4/10/2009

TARP Worked

Let's assume for a moment this Time.com article is correct and TARP, as politically and economically messy as it was, worked largely as intended. The banking system did not irreversibly collapse, credit is flowing again (as a creek, not as a river) and the world, while different than pre-September 2008, survives largely intact. Think of it like Tom Hagen telling Don Corleone, when the Don returns home from the hospital, the family's working to bring Michael back...things have started to loosen up. Will the stimulus package be altered or clawed back?

Of course not.

Will its original, purely political purpose, be revised from creating a recovery (it didn't) to supporting a recovery (it won't).

Of course it will.

This may make my conservative brethren yell "Elizabeth, this is the big one!" but I ask these questions as a supporter of a stimulus plan, just not the one Obama outsourced to Congress. I think conservatives made too many silly criticisms about the government levering up while the rest of the world de-levered. That's the whole point of emergency deficit spending. But, because Congress isn't interested in temporary spending it came up with a bevy permanent entitlements (COBRA, payroll tax credit) instead of massive, and I do mean massive, public and military infrastructure improvements. Obama, like all politicians, took the easy political route of getting it done quickly instead of standing up to Congress and demanding genuine public investments instead of interest group payoffs.

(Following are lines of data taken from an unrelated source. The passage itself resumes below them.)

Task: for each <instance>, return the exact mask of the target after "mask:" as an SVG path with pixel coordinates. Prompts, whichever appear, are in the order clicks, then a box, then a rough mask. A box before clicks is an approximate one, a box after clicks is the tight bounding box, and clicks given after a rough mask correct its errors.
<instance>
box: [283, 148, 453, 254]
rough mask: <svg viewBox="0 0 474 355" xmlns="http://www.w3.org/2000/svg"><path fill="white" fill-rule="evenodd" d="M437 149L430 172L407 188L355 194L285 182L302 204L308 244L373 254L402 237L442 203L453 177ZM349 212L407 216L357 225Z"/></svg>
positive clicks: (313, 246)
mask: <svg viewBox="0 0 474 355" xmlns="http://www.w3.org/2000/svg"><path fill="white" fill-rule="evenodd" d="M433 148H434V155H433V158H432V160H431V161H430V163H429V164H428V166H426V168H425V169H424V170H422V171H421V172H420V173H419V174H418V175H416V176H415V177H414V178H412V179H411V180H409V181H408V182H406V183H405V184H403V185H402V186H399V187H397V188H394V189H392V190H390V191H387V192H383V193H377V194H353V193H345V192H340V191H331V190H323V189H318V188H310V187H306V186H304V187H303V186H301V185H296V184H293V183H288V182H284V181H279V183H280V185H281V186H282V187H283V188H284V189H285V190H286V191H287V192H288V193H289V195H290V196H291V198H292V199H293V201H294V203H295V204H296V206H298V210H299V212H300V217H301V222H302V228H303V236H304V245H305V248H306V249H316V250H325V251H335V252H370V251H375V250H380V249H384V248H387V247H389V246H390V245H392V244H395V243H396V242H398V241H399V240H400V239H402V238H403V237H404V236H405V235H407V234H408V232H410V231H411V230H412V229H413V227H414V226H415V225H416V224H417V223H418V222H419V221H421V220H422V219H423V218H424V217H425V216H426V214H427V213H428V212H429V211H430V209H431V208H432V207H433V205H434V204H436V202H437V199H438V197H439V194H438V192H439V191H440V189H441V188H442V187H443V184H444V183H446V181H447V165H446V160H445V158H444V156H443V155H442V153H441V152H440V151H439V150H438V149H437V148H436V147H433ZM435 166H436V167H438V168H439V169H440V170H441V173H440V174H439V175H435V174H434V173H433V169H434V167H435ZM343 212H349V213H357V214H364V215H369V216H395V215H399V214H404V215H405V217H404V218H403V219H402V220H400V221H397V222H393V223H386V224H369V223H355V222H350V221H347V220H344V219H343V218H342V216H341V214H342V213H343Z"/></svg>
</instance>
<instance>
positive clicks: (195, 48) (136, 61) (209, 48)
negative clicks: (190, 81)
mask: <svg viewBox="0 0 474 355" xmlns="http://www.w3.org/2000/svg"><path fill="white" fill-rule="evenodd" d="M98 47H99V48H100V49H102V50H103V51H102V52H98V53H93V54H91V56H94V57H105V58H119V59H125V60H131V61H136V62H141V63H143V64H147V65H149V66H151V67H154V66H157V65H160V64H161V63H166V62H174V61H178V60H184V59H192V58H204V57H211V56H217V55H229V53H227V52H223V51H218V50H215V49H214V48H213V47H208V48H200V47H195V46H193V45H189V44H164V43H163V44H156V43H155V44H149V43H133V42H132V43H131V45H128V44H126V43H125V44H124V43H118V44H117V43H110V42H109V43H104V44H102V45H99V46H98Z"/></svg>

Given Obama repeatedly tells us he inherited a mess, will he ever acknowledge he also inherited the cleaning crew?

Of course not.

3 comments:

Anonymous said...

Well, it is hard to be sure what evidence there is of "TARP working." Unemployment numbers don't show it. A suckers rally in the markets? I'm not holding my breath.

Anyway, the stimulus was not intended to solve the same problem as TARP. TARP was intended to keep Goldman Sachs et al from admitting bankruptcy. Stimulus was intended to fill preciptious drop in demand resulting from defacto bankruptcy of financial giants.

Does "TARP working" mean that the financial industry's defacto bankruptcy has been fixed, or that the lid has been kept on for a few more months?

Chris Janc said...

I have to take issue with your comment about the need for a stimulus plan. A significant part of the Keynesian argument for stimulus rests on the fact that, during a recession, tax receipts decrease while social safety net spending such as unemployment insurance increases naturally, creating the kind of deficits Keynes envisioned. Anything beyond that is nothing more than an excuse to spend, spend, spend on special interest priorities.

Anonymous said...

I think Keynes's view was that fiscal policy should be countercyclical, increasing public demand when private demand was low and vice versa. I don't think that he was all that particular about whether the support for demand should be based only on existing programs, or whether it should be pragmatic and adjusted to particular circumstances as required.

I am sure that he would be satisfied if a government could devise fixed policies that automatically compensate for variations in private demand, but I think he would be skeptical that we have the foresight to construct such policies; or that if we did, that we have the fortitude to resist attempts to change them. Just consider how many states cut taxes during the flush 90's, and are now facing rock and a hard place type choices.

Finally, I think that the phrase "spend, spend, spend on special interest priorities" describes TARP and the other bank bailouts far more than the stimulus plan.